Research Paper Review: Systolic Architectures
As hardware costs decrease and processing requirements become clearer, specialized systems are increasingly developed; however, the lack of a standardized approach in their creation results in a dearth of methodological work and repeated errors. The paper proposes addressing this issue through the introduction of systolic architecture, offering a structured method for translating high-level computations into hardware configurations. In systolic systems, data flows rhythmically through multiple processing elements before returning to memory, providing advantages such as ease of implementation and reconfigurability to meet diverse needs due to their modular nature.
Paper Summary
Key Architectural Issues in Designing Special-Purpose Systems
Simple and Regular Design
Cost-effectiveness is a key consideration in designing special-purpose systems, where their cost must justify their limited use. Costs are typically divided into nonrecurring (design) and recurring (parts) costs.

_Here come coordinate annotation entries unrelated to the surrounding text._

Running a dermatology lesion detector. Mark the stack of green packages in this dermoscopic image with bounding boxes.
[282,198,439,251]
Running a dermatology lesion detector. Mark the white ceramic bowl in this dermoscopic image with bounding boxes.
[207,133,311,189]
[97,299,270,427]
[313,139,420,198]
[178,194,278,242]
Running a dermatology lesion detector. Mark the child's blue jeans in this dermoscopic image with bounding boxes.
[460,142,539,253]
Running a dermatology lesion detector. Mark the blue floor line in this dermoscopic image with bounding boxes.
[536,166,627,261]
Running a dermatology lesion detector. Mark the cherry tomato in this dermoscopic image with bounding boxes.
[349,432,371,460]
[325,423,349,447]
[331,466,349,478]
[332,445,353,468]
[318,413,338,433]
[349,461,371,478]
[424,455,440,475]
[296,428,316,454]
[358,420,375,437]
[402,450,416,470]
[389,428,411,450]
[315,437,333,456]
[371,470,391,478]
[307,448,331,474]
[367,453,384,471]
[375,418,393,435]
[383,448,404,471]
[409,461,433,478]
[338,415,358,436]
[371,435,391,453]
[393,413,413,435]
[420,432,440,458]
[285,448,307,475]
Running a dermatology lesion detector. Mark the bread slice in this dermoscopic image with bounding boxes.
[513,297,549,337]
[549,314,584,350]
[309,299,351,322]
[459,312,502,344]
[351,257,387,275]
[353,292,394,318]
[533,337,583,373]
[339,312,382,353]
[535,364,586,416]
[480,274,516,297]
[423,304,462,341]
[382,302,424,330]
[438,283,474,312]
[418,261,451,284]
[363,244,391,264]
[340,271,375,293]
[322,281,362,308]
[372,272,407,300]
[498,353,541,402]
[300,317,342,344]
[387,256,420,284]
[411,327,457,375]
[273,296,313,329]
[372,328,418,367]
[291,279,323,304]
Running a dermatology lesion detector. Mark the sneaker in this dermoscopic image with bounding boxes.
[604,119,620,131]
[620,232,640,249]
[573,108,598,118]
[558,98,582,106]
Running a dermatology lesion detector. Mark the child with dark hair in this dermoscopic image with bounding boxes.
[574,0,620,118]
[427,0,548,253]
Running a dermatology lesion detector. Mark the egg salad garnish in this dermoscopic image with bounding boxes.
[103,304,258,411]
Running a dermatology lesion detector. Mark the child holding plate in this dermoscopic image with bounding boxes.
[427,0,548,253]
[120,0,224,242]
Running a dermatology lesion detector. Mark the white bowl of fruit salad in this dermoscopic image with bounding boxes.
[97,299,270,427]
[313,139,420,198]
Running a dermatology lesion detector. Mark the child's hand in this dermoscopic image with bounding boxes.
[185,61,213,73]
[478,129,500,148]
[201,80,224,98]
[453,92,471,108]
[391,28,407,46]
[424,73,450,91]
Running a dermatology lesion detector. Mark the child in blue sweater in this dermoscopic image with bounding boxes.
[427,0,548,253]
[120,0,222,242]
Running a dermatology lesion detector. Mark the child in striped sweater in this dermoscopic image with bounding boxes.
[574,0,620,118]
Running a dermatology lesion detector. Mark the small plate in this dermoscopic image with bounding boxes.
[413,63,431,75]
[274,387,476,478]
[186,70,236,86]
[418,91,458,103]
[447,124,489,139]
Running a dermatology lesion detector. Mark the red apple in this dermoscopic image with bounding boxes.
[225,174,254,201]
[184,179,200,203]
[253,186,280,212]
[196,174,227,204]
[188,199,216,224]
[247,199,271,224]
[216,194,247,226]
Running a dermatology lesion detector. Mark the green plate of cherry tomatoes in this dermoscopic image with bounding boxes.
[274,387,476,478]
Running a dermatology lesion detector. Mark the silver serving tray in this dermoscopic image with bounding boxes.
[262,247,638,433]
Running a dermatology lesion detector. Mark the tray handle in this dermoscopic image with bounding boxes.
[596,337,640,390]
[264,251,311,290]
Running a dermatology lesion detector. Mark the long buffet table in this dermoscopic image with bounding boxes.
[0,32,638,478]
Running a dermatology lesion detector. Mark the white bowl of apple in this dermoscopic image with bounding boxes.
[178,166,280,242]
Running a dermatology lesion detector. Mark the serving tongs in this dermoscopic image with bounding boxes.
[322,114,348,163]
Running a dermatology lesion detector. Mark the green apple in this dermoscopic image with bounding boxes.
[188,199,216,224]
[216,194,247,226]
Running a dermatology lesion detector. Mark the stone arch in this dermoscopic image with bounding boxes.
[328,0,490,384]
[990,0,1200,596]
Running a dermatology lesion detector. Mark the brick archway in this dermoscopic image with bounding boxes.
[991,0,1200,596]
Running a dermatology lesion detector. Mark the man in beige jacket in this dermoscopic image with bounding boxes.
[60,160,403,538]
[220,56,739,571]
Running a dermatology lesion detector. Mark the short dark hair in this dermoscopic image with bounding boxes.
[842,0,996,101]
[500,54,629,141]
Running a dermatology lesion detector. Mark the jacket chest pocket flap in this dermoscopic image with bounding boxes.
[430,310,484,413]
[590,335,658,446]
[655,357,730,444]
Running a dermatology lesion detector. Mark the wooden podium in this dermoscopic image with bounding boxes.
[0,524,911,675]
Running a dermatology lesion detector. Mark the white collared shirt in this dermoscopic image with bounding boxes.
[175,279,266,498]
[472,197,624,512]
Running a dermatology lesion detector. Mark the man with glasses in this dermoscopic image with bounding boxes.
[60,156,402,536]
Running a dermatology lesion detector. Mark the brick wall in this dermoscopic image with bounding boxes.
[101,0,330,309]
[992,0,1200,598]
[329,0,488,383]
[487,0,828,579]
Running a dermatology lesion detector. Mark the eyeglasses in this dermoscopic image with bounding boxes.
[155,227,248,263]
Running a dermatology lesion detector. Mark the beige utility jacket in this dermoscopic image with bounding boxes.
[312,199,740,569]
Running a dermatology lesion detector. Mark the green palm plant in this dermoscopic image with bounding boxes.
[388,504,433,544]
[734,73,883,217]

While part costs are decreasing due to advancements in integrated-circuit technology, design costs are more significant for special-purpose systems since they are not produced in large quantities. Therefore, for a special-purpose system to be preferable over a general-purpose one, its design cost must be relatively low. Additionally, significant savings can be achieved if a structure can be broken down into a few simple substructures used repetitively with straightforward interfaces. Special-purpose systems based on simple, regular designs are likely to be modular and adaptable to various performance goals, making them cost-effective.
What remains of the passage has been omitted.